Herein, a distinctive approach has been implemented for exploiting a typical battery material zinc vanadium oxide (ZV) as a supercapacitor electrode material. Aiming to achieve fascinating capacitive properties, a hybrid (ZnV2O6@PPy) of the conducting polymer polypyrrole (PPy)-decorated ZV was synthesized via a hydrothermal protocol, followed by low-temperature in situ oxidative polymerization. The hybrid electrode ZnV2O6@PPy (ZVP) benefited from its interconnecting network architecture, mesoporous feature, conductive feature, and rich redox chemistry, which contributed to the charge storage performance to ensure a remarkable specific capacitance (C-s) of 723.6 F g(-1) at 1 A g(-1) current density that outweighed the C-s of ZV at 402 F g(-1).
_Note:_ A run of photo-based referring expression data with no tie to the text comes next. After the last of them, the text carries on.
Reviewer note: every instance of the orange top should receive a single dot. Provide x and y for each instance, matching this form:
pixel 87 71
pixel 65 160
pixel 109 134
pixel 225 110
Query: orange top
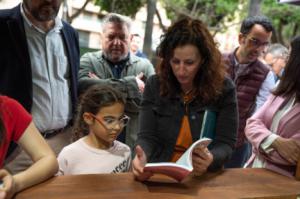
pixel 184 140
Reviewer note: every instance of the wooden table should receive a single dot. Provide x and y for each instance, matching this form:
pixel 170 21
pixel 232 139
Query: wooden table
pixel 228 184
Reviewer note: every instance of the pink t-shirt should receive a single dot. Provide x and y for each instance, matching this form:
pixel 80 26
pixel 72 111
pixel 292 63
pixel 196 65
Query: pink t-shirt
pixel 15 119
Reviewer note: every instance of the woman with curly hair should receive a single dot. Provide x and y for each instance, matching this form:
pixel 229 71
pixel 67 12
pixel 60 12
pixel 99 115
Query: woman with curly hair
pixel 191 79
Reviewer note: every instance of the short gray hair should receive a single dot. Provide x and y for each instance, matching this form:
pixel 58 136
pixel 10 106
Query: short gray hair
pixel 277 50
pixel 116 18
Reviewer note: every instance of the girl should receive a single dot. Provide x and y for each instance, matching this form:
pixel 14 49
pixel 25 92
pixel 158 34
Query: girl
pixel 16 125
pixel 100 119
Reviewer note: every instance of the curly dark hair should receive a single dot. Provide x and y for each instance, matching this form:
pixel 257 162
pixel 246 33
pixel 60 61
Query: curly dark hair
pixel 290 81
pixel 209 79
pixel 95 98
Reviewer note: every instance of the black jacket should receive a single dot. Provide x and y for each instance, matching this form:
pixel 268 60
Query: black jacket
pixel 160 122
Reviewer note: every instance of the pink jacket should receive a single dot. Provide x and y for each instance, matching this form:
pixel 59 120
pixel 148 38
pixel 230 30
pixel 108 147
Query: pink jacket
pixel 257 129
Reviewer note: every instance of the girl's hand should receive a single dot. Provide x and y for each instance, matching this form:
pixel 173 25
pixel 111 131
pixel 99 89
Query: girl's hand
pixel 201 159
pixel 8 188
pixel 138 165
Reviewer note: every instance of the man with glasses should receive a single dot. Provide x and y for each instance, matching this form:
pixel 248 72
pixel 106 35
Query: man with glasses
pixel 252 78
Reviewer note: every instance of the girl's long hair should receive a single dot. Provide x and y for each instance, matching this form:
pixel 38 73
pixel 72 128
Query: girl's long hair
pixel 290 81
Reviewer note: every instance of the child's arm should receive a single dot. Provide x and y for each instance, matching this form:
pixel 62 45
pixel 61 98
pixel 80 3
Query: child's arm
pixel 45 163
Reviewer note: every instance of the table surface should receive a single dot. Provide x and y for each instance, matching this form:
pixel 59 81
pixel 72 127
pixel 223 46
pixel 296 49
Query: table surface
pixel 230 183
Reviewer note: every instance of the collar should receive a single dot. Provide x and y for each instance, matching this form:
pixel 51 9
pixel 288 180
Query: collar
pixel 57 22
pixel 119 63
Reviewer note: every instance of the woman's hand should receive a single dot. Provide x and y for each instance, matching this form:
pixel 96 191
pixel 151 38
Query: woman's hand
pixel 8 188
pixel 288 148
pixel 201 159
pixel 138 165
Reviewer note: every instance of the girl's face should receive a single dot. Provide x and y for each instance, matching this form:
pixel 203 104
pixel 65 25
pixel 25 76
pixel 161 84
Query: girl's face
pixel 185 64
pixel 106 125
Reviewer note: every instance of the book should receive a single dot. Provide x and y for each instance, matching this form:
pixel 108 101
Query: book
pixel 208 128
pixel 182 167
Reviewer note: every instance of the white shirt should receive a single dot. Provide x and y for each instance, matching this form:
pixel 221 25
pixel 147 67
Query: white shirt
pixel 80 158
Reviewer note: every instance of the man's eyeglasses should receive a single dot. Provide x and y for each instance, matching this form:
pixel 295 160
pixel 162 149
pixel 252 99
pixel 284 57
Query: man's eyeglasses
pixel 111 123
pixel 255 42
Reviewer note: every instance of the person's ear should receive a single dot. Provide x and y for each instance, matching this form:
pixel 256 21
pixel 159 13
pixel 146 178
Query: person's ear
pixel 88 118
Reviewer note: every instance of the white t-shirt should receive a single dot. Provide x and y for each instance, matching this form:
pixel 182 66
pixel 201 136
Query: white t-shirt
pixel 80 158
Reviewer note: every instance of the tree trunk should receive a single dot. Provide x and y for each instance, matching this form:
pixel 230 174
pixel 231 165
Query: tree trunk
pixel 254 7
pixel 151 8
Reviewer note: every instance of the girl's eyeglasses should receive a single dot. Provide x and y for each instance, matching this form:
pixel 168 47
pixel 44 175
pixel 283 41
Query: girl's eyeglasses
pixel 111 123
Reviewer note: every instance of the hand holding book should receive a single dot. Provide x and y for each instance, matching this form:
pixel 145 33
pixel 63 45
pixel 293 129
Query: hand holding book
pixel 184 166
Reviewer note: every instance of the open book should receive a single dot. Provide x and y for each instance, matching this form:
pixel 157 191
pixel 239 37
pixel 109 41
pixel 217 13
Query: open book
pixel 182 167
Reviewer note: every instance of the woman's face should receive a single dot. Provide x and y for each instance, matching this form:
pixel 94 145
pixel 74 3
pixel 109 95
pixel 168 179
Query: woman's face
pixel 185 64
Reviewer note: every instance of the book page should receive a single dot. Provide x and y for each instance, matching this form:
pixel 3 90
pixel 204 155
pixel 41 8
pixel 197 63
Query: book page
pixel 186 158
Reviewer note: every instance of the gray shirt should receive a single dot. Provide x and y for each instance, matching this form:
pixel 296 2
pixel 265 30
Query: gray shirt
pixel 51 107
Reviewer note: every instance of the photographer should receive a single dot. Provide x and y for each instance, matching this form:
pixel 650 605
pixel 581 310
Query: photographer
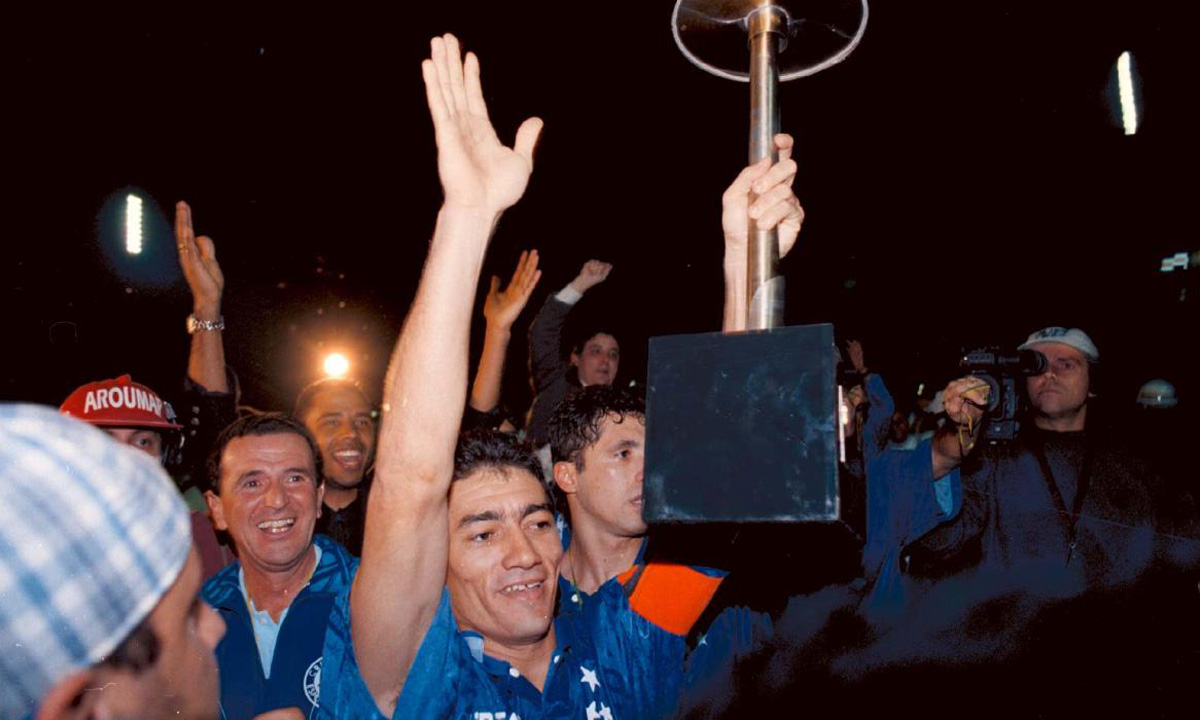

Moreover, an asymmetric supercapacitor (ASC) device (based on ZnV2O6@PPy as the positive electrode and the nitrogen-doped reduced graphene oxide (NG) as the negative electrode) delivered a maximum C-s of 109.2 F g(-1) at 1 A g(-1) within an impressive voltage window of 0-1.5 V. The ASC provided a maximum energy density of 34 W h kg(-1) at a power density of 748.7 W kg(-1), maintaining a reliable cycle life of 93% over 3000 galvanostatic charge-discharge cycles. Two serially associated ASC devices can power up the red LED indicator for quite a long time. The comprehensive experimental output of the ASC supports the promising application of the device as a supercapacitor electrode application.